Missed what I was saying. I agree there is no intent.

BUT if the general case of ADs require a history of AD ownership to be kept in order not to break data perpetually then an exception for safecoin will have to be made.

And my years of data mining inform me that ownership of the the data object itself is essential for data perpetually. Especially in the context of the fundamentals of the SAFE network (you know truth which includes who originated what)


Again, the fundamental refers explicitly to “public/published” data, which would would exclude Safecoin, as this is expressly private.


If you read above David said for that all data has to be considered public since it could be made public at any time and the data perpetually would have to apply to all data.

So all I am saying is that safecoin will have to be the exception if history of ownership is kept in general.
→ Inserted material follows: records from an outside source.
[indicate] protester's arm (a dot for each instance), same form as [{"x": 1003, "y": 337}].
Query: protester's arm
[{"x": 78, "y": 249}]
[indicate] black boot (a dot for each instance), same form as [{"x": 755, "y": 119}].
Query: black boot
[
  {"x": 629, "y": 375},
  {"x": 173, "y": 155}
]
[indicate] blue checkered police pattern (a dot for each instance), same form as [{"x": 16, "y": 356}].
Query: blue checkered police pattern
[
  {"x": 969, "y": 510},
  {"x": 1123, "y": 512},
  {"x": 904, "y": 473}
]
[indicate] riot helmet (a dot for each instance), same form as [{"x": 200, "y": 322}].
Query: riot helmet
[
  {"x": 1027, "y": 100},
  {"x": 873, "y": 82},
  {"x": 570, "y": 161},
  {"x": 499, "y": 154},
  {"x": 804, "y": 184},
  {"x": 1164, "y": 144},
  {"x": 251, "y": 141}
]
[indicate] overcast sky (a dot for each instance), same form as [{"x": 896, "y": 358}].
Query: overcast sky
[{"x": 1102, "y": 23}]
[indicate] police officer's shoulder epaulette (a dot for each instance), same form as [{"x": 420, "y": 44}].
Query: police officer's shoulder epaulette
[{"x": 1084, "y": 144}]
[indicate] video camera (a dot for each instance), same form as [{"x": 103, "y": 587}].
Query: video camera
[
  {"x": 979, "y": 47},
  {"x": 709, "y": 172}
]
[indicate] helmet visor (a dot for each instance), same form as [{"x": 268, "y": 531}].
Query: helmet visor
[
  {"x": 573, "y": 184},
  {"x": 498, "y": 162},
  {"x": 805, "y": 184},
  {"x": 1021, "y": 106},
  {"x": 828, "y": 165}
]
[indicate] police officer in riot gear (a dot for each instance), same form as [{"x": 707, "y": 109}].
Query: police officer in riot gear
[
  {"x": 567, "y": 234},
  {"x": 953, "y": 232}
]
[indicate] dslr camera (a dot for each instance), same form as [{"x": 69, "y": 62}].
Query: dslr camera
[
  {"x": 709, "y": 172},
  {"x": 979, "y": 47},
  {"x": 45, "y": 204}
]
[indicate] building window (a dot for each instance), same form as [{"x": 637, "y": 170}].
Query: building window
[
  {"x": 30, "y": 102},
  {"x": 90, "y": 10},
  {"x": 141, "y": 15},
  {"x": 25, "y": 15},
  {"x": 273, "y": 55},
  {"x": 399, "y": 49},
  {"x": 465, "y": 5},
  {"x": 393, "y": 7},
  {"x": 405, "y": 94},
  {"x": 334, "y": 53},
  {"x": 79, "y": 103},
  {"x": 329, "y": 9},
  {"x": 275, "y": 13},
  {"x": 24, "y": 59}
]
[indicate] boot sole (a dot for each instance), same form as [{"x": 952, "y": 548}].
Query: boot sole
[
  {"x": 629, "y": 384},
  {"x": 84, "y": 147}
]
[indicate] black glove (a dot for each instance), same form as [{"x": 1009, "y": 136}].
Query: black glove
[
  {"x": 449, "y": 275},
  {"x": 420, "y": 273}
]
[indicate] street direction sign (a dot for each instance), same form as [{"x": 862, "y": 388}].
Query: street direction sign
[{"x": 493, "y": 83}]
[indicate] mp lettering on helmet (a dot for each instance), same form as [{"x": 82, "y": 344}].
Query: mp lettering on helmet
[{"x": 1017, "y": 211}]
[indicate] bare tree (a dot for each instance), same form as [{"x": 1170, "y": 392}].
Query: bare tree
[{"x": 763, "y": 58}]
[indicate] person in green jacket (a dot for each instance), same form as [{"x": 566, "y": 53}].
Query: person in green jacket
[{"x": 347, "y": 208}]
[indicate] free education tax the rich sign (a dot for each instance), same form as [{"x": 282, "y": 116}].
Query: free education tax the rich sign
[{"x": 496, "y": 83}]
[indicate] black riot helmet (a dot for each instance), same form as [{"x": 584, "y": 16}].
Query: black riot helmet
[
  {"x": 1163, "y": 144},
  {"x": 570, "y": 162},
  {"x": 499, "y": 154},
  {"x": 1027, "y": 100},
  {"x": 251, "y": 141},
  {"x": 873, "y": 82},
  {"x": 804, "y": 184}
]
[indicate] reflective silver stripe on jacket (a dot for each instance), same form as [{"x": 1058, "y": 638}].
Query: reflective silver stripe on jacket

Not important, but why is this attack called ‘Rubber-hose’. ‘Torture’- or ‘coercion’-attack was probably too simple. Or is it because a rubber hose is a versatile tool for such things.
This well known picture also makes clear what is meant with the attack:

Another side note. Sometimes necessary to remind us of the basics:

  1. what are the requirements to run safe? like a few MB RAM/HDD?
  2. for privacy: just do as encrypted swaps on linux (1. get the encryption key from an RNG 2. mount an encrypted filesystem as the swap partition 3. “forget” the encryption key on shutdown, or in this case whenever you want, eg logout)


So much of this debate revolves around “we can’t delete data because in order to do that, data must be linked to an owner”. That doesn’t need to be the case though does it? If data is marked as “deletable” we know we can’t “trust” it in perpetuity. However, with the deletable tag and a zero knowledge proof where only the owner has the proof answers, it could be deletable correct? The actual data, not just the map, then you can delete things even if shared with other users.

After writing this, now I’m wondering if this messes with deduplication. I guess that’s the next snag?


Yeah, if we use a “perfect” encryption that is absolutely bug-free and can’t be broken ever (quantum computing).

also how would “DNS” work with AD? With MD you we could hash the name, then use the hash as the network id for the MD.

Maybe it should be hidable at the app level then? Facebook is also not deleting anything you post, they just hide it from you. (at least that one copy, anyone else could just upload their copy of that image)

How is this possible, SD is content-addressable, so there’s no way to publish different content at the same ID?

I would just store the pointer to the newest version of the A(L)D at that time, so it would need to iterate just from that version to the current version, also it would be following the A(L)D links, so no real data would need to be processed.

It would even work with ID only for the data structure it self, by storing it as a DAG (git is doing that).